Un disagio economico e sociale, quello delle pe­riferie, misurato dalle difficoltà economiche di chi ci vive ma non solo. Elementi caratterizzanti sono la disoccupazione, la scarsa scolarizzazione, la marginalizzazione, la carenza di servizi e in­frastrutture. Tutti elementi che determinano una povertà non solo di reddito ma soprattutto di opportunità. Nascere in periferia significa trop­po spesso avere meno opportunità di chi nasce in centro. Opportunità di ampliare le proprie scelte, opportunità di realizzare i propri sogni. La povertà e la mancanza del lavoro sono deter­minanti anche per meglio comprendere la pre­senza in questi luoghi dell’economia criminale, che non casualmente trova spazio nella rappresentazione delle peri­ferie. Il degrado fisico è invece ben rappresentato dalle condizioni in cui versano le abitazioni di Edilizia Residenziale Pubblica, le cosid­dette case popolari, spesso nate per rappresentare un uomo nuovo ma diventate negli anni sempre più delle vere e proprie enclaves della diseguaglianza.

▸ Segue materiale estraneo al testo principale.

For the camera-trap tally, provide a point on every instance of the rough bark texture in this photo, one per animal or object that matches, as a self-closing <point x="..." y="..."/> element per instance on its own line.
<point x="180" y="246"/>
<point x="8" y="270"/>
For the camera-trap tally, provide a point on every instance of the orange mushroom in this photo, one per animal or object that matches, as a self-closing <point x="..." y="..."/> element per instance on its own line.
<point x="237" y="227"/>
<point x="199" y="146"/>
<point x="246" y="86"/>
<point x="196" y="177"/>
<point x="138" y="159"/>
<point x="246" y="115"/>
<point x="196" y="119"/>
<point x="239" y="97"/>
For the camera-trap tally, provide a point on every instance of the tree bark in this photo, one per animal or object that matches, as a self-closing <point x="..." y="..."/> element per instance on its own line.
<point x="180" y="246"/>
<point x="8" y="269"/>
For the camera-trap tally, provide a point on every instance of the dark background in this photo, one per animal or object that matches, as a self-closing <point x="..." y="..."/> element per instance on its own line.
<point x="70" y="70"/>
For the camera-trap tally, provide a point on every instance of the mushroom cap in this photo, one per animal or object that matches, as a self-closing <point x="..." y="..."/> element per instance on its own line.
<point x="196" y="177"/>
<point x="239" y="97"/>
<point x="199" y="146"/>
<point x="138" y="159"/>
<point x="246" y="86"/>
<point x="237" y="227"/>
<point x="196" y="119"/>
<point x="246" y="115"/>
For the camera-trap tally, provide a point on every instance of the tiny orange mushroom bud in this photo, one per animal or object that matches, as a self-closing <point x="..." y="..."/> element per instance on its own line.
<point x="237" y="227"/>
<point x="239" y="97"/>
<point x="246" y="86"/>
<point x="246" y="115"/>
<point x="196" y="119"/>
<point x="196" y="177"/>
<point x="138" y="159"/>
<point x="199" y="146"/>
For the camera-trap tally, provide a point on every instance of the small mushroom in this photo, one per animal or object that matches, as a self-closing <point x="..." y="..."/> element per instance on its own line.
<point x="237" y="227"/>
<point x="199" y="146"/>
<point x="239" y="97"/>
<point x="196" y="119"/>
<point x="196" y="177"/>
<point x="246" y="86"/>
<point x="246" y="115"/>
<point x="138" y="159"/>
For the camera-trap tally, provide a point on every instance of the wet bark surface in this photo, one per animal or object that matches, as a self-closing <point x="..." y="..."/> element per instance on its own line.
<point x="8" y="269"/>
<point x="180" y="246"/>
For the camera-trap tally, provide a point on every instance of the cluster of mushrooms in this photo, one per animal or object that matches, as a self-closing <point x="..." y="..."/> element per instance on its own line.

Ma le periferie non sono solo questo, sono spesso anche la parte più dinamica delle città, luoghi di maggior vivacità culturale, sociale e anche imprenditoriale. Vivacità che il più delle volte è espressa da chi al centro non riesce a realizzarsi: migranti e donne. Sono il senso di comunità presente nei luoghi dove spesso il disagio è maggiore nonché le aspettative di miglioramento della propria qualità di vita a determinare questa vivacità. Aspettative che favoriscono la coesione sociale ma che qualora in maniera costante e duratura vengano di­sattese possono rappresentare un problema non solo per la parte più povera della società ma anche per quella più ricca. Le rivolte nelle banlieue parigine o nei suburbs statunitensi ne sono la dimostrazione più evidente. Opportunità e rischi di una società diseguale che l’eco­nomista Albert Otto Hirschman ha ben sintetizzato con il cosiddetto “effetto tunnel”. La complessità sociale, la possibilità di osservare più da vicino gli ultimi è invece probabilmente l’aspetto a cui papa Fran­cesco si riferiva quando osservava che «la realtà si capisce meglio dalle periferie». Mettere al centro della definizione di periferia l’esclusione sociale piuttosto che l’elemento spaziale è un primo passo per iniziare a capire la realtà anche dal centro.